Here is an interesting article that appeared in a 2000 issue of The Mathematical Intelligencer.

the same old fallacies, misstatements and outright lies.

this is my favorite
The other point is very simple, but also seems to be appreciated only by more mathematically-oriented people. It is that to attribute the development of life on Earth to natural selection is to assign to it--and to it alone, of all known natural "forces"--the ability to violate the second law of thermodynamics and to cause order to arise from disorder. It is often argued that since the Earth is not a closed system--it receives energy from the Sun, for example-- the second law is not applicable in this case. It is true that order can increase locally, if the local increase is compensated by a decrease elsewhere, ie, an open system can be taken to a less probable state by importing order from outside.
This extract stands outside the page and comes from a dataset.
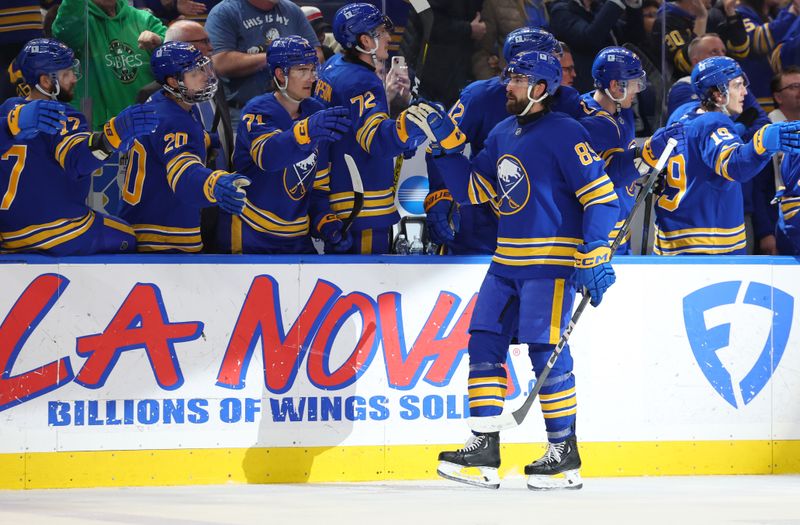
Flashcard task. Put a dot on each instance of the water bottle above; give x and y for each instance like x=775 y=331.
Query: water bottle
x=401 y=246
For example, we could transport a truckload of encyclopedias and computers to the moon, thereby increasing the order on the moon, without violating the second law. But the second law of thermodynamics--at least the underlying principle behind this law--simply says that natural forces do not cause extremely improbable things to happen**, and it is absurd to argue that because the Earth receives energy from the Sun, this principle was not violated here when the original rearrangement of atoms into encyclopedias and computers occurred.

This interpretation of the second law of thermodynamics, if accurate, would not only make evolution impossible, it would make all life impossible, the full grown plant is more complex than the seed.
 
Brodski, you should email the author or write a counter-article.
 
Brodski, you should email the author or write a counter-article.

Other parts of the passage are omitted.